Note the "if" it did not say it was reasonable but even had it been reasonable.

Very different things.

-2 ( +1 / -3 )

Have we gone off on another subject?

I'm talking about the doctors doing procedures that they will not do now because of a ruling that makes them liable. Tonsilitis is just an example so it's easier to understand.

-3 ( +0 / -3 )

I worked in a US surgical ICU for nine years. I understand the Japanese collaborative methods, but it would be strange if the lead surgeon didn’t have final say-so in the administration of propofol. Surgeons have over-arching control of their patients until they leave ICU.

Anesthesiologists are consulted, but surgeons are considered to be the most knowledgeable and experienced physicians in an ICU setting. There is more to this story and it appears the anesthesiologists, the lowest in the MD hierarchy, may be taking a disproportionate share of the blame. The lead surgeon(s) are ultimately responsible for the patient, unless others did things without their consent.

1 ( +1 / -0 )

This was on the news last night and I was confused at to what the real punishment was for the doctors.

There were found guilty and fines 60 million yen. They did not need to pay this to the parents as the hospital had already paid compensation. Have I missed something, was there any punishment?

0 ( +0 / -0 )

The report said the administration was reasonable and that the ban is only in principle.

The situation is still the same, when something goes wrong while a doctor is doing the best standard of care then it has the protection of all the evidence that supports that standard. Deviating from that means he can only use his personal judgment. Because of this other doctors can disagree and when something bad happens the doctor responsible has a much harder job to prove he was doing the best possible for the patient (since he choose to make an exception). The punishment is not because they ignored a ban, it was because they were found not to provide the best treatment possible while ignoring the ban.

If a patient has chronic tonsilitis, the doctors will perform tonsilectomy even though the patient can ingest antibiotics for the rest of his life. There are risks involved in the surgery and there's a chance of death.

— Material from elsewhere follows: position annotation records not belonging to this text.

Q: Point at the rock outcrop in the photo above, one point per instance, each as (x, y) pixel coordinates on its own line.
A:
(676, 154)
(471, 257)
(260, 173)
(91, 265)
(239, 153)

That has no relevance, if the standard of care for tonsilitis contemplates the surgery then the doctor can use this as an argument in his defense, things may go wrong but he was doing the best possible treatment according to medical science. Now, if the surgery is explicitly eliminated as an option (for example because the patient is an uncontrolled hemophiliac or have shown allergies to anesthetics/sedatives) but the doctor chooses to do it anyway then he can no longer use this argument anymore, he can only use his personal opinion, and if that is found to do anything wrong then he must take all responsibility.